A Viagem Extraordinária de Celeste Garcia
“Eram os Cubanos Astronautas?”
Por Filippo Pitanga
Durante o Festival Cine Ceará 2019 (*com versão em espanhol)
Curiosamente, durante a coletiva de imprensa do filme cubano “A Viagem Extraordinária de Celeste Garcia” de Arturo Infante, na manhã seguinte à exibição do filme na competição principal íberoamericana do 29º Cine Ceará, este que vos escreve foi o único presente a perguntar ao diretor sobre a influência da fantasia e do sci-fi em seu cinema. Não apenas nesta obra atual, porém igualmente nos trabalhos anteriores. Já havia uma demanda por parte da imprensa em saber mais sobre as influências do neorrealismo cubano ou mesmo do flerte com a comédia típica de um cinema mais comercial, mas ninguém parecia estar tão curioso quanto eu em saber melhor sobre a correlação do cineasta com o realismo fantástico, numa tentativa de lidar com o surto e o delírio como respostas ao absurdo em que a contemporaneidade parece ter mergulhado o mundo nos últimos anos. Isto sem falar que o novo filme de Arturo é produzido pela mesma equipe por trás do cult “Juan dos Mortos”, raro filme de terrir cubano (terror + rir), o que poderia querer indicar algum interesse coletivo em expressar o cinema por esta vereda pouco experimentada ainda na América Latina, quiçá em Cuba…

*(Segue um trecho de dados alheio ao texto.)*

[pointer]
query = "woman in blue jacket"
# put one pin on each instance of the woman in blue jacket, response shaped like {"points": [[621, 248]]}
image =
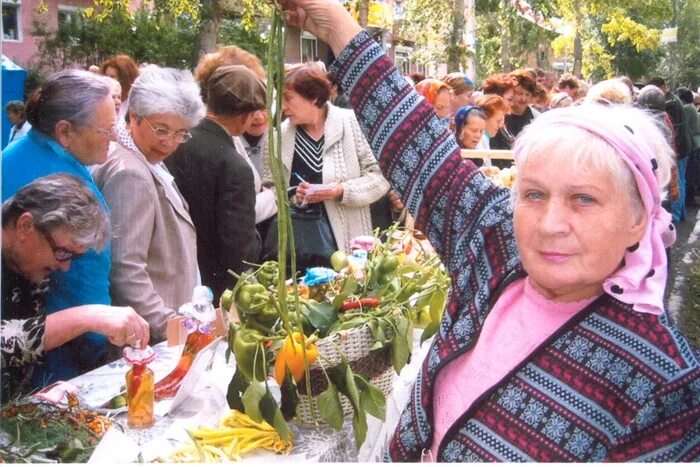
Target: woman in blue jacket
{"points": [[72, 116]]}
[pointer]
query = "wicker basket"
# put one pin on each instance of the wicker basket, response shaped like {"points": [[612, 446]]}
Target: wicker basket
{"points": [[355, 345]]}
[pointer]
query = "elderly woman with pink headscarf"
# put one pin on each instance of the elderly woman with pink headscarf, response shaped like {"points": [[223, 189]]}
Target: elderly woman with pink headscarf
{"points": [[554, 345]]}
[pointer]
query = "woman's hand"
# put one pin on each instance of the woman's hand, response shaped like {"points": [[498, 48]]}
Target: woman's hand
{"points": [[121, 325], [326, 19], [395, 200], [308, 193]]}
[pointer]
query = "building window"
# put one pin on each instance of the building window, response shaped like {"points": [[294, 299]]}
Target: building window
{"points": [[68, 14], [11, 21], [402, 60], [309, 47]]}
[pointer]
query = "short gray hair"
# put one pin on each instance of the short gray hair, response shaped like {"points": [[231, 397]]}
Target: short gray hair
{"points": [[652, 98], [166, 91], [61, 201], [610, 91], [70, 95]]}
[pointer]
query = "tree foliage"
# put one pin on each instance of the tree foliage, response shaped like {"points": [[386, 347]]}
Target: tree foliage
{"points": [[606, 26], [161, 39], [686, 69]]}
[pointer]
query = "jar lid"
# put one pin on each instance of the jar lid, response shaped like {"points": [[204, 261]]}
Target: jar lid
{"points": [[137, 356]]}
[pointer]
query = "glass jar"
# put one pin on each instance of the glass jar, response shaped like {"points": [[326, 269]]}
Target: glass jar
{"points": [[140, 387]]}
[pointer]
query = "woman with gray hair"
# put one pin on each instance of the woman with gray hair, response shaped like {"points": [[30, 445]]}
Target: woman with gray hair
{"points": [[72, 117], [154, 245], [46, 225]]}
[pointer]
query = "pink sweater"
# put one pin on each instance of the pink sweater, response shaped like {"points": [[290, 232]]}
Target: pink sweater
{"points": [[520, 320]]}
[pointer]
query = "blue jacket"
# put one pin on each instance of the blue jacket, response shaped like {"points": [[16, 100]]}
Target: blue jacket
{"points": [[87, 280]]}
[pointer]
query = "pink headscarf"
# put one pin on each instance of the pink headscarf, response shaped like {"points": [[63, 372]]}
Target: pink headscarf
{"points": [[641, 280]]}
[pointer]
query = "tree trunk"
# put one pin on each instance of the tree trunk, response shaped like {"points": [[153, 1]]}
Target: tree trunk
{"points": [[363, 13], [211, 15], [578, 49], [505, 39], [456, 39]]}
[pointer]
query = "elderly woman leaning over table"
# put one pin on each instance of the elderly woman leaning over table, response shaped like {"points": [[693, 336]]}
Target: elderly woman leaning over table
{"points": [[72, 117], [154, 249], [554, 345], [45, 226]]}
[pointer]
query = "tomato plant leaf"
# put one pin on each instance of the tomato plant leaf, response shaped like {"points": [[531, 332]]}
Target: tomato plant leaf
{"points": [[330, 408]]}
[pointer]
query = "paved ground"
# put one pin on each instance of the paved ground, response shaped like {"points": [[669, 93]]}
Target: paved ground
{"points": [[684, 254]]}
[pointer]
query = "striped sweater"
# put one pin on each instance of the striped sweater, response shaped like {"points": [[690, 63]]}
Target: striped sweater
{"points": [[610, 385]]}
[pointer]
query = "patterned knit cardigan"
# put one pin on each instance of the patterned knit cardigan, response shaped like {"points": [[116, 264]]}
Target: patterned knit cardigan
{"points": [[610, 385]]}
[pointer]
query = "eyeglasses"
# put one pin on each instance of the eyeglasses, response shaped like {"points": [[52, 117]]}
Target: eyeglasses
{"points": [[112, 130], [162, 133], [61, 254]]}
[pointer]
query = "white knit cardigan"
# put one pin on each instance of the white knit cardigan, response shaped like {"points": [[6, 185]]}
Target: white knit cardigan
{"points": [[348, 159]]}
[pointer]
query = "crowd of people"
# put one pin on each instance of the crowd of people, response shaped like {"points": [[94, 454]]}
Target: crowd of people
{"points": [[127, 186]]}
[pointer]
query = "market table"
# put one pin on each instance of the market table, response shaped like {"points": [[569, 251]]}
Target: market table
{"points": [[206, 403]]}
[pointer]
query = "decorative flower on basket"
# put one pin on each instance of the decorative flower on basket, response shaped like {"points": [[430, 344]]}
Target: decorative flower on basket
{"points": [[342, 336]]}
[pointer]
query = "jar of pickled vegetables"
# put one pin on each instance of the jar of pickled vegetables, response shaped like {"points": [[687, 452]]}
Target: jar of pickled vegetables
{"points": [[140, 387]]}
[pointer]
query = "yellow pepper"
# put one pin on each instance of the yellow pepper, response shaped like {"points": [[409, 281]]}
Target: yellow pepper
{"points": [[291, 355]]}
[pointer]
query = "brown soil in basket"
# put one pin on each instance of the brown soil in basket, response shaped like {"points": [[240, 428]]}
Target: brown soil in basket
{"points": [[371, 366]]}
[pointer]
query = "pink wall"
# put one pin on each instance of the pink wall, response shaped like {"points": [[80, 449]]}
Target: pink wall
{"points": [[21, 51]]}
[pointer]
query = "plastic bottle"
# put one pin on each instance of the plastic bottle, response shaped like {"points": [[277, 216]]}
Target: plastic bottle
{"points": [[140, 386], [199, 319]]}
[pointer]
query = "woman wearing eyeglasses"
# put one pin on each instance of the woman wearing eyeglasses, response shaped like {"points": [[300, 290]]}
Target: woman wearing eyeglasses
{"points": [[47, 225], [154, 248], [72, 117]]}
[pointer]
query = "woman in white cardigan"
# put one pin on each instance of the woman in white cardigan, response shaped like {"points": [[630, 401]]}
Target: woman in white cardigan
{"points": [[323, 145]]}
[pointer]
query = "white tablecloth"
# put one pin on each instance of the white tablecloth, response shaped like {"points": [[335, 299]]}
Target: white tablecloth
{"points": [[207, 404]]}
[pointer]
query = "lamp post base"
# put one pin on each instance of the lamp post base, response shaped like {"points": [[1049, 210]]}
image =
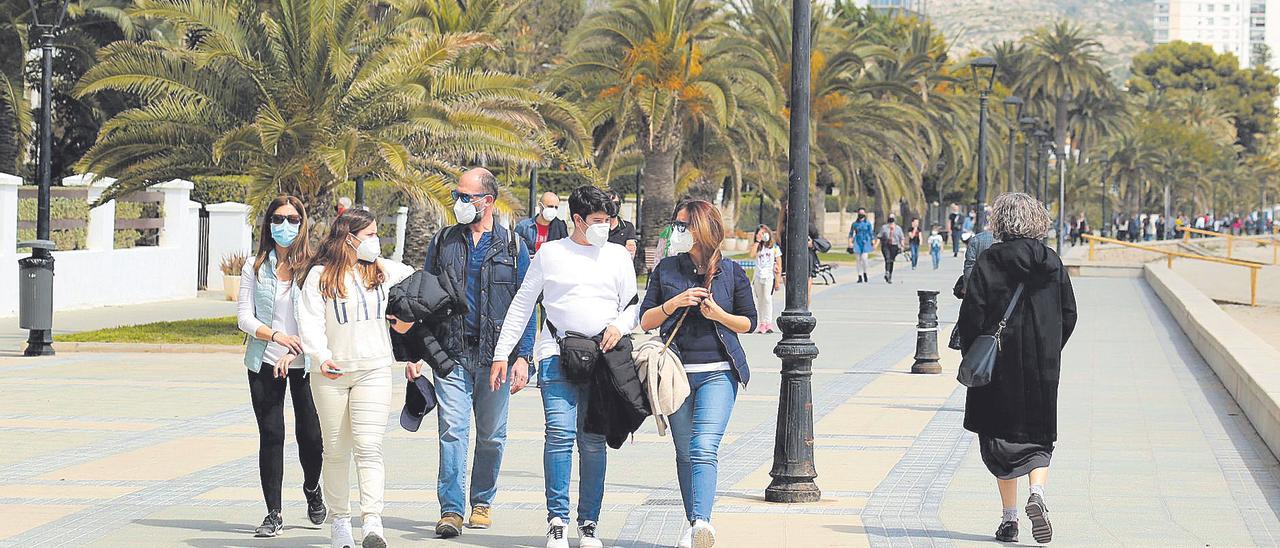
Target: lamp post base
{"points": [[792, 489], [40, 342]]}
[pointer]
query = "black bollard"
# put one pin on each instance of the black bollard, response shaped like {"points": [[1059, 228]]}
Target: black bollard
{"points": [[927, 334]]}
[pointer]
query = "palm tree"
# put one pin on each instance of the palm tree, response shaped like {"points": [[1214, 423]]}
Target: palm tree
{"points": [[1063, 65], [654, 72], [301, 95]]}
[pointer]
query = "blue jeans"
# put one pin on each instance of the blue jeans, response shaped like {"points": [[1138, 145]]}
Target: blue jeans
{"points": [[696, 428], [565, 407], [462, 392]]}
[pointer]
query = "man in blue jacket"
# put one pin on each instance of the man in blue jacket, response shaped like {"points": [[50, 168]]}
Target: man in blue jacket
{"points": [[493, 263]]}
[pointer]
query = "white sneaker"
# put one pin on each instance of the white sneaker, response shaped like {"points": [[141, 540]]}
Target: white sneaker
{"points": [[586, 535], [342, 533], [686, 540], [704, 534], [556, 534], [373, 530]]}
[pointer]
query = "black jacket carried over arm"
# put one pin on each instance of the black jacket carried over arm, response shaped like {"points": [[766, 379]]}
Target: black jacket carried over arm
{"points": [[616, 401], [425, 300], [1020, 403]]}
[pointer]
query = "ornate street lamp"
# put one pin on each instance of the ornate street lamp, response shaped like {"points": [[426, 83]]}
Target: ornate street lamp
{"points": [[1105, 223], [40, 341], [1041, 163], [533, 193], [1013, 113], [794, 467], [1028, 124], [983, 71]]}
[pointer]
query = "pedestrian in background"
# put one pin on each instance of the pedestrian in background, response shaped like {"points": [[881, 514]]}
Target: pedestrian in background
{"points": [[860, 234], [891, 241], [1015, 415], [709, 298], [343, 324], [914, 238], [936, 246], [767, 277], [266, 311]]}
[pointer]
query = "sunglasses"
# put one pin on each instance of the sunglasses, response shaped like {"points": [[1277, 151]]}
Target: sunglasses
{"points": [[465, 197], [280, 219]]}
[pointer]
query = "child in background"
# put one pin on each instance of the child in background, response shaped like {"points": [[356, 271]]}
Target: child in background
{"points": [[936, 246]]}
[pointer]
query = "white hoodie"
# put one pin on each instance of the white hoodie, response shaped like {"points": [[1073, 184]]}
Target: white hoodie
{"points": [[351, 332]]}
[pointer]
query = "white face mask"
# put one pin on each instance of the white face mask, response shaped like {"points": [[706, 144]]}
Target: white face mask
{"points": [[681, 241], [598, 234], [466, 213], [369, 250]]}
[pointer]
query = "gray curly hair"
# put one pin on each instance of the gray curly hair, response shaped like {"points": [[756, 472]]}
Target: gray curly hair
{"points": [[1019, 215]]}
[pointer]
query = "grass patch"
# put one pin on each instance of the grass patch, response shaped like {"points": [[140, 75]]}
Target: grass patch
{"points": [[210, 330]]}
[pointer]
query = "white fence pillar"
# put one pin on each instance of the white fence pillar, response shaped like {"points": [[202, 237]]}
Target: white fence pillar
{"points": [[100, 232], [8, 243], [401, 225], [229, 232], [178, 223]]}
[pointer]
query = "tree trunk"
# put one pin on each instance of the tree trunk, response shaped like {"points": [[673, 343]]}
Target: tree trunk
{"points": [[659, 193], [419, 228]]}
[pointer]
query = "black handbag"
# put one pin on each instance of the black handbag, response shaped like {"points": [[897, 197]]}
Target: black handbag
{"points": [[579, 354], [979, 360]]}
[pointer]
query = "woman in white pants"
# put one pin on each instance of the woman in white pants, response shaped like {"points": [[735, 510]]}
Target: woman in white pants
{"points": [[343, 325], [767, 277]]}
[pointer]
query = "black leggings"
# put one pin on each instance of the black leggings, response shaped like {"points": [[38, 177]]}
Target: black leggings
{"points": [[890, 255], [268, 394]]}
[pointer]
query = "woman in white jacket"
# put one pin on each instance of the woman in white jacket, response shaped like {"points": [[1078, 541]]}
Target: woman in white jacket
{"points": [[343, 325]]}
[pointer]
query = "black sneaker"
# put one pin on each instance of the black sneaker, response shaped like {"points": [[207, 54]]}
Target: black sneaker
{"points": [[1008, 531], [1041, 529], [272, 525], [316, 511]]}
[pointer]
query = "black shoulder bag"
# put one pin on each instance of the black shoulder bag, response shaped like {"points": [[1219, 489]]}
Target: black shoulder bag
{"points": [[979, 360]]}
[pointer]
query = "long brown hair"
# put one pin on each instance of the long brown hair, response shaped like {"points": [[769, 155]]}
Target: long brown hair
{"points": [[297, 256], [707, 227], [338, 256]]}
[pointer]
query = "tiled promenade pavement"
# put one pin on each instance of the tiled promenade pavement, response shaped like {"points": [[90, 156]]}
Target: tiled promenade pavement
{"points": [[160, 450]]}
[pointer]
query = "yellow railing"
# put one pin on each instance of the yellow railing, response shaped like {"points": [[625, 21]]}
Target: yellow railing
{"points": [[1170, 255], [1232, 238]]}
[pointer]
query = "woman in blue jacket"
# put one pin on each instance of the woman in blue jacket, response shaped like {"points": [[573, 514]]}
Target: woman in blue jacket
{"points": [[860, 242], [268, 313], [709, 298]]}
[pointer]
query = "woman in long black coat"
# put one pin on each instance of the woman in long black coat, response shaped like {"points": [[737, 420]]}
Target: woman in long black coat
{"points": [[1015, 416]]}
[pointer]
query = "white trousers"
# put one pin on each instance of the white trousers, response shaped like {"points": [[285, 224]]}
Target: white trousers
{"points": [[353, 411], [763, 292]]}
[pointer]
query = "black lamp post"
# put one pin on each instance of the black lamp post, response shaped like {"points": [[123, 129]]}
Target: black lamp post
{"points": [[1061, 197], [40, 341], [1028, 128], [1041, 164], [794, 467], [983, 72], [1013, 113], [1106, 195]]}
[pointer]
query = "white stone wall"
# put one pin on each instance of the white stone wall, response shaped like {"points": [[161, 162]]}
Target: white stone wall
{"points": [[104, 275]]}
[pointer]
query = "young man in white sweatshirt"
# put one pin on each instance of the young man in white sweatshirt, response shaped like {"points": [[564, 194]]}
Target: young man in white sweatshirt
{"points": [[589, 287]]}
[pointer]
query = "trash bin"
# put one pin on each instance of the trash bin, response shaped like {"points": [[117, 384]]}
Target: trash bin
{"points": [[36, 287]]}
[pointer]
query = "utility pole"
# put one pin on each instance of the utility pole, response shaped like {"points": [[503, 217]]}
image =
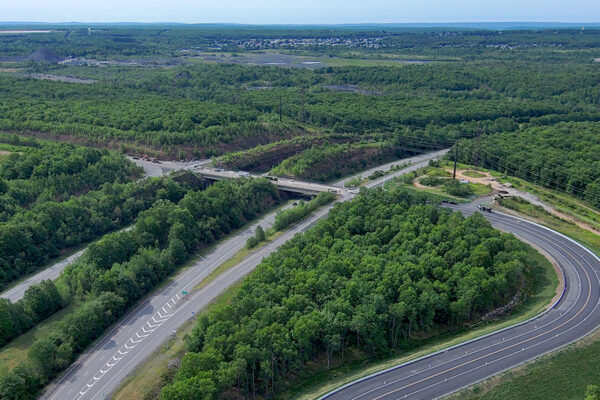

De fato, tanto o diretor Arturo quanto a equipe de produção assumem ter começado a experimentar pelo cinema fantástico talvez como um marcador do movimento possível que possa ser vislumbrado mais à frente, porém ainda não é algo com corpo e quantidade suficiente para formar um movimento. O interessante é que podemos estar vendo algo em formação e testemunhando uma virada histórica para o Cinema Cubano pela linguagem de gênero. Afinal, quando pensaríamos num filme de lá que se tratasse justamente sobre a visita de alienígenas que levariam um grupo seleto de pessoas para outro planeta, a fim de buscar conhecimento, e trazer de volta para quem ficou atrás na Terra (algo bem próximo da Alegoria de Platão)? Quem escolheria partir? Quem escolheria ficar? Ou melhor: quem escolheria voltar?! São questões metaforicamente muito próximas aos dilemas vividos em Cuba, especialmente após tantos anos de fronteiras fechadas e uma política mais rígida de isolacionismo (tanto voluntária, quanto imposta, devido a embargos históricos de territórios estrangeiros). Eis que a analogia com os alienígenas cairia como uma luva para debater o nacionalismo e a lealdade à própria cultura que leva muitos cubanos a regressarem à sua terra, mesmo após terem tido muito trabalho para sair.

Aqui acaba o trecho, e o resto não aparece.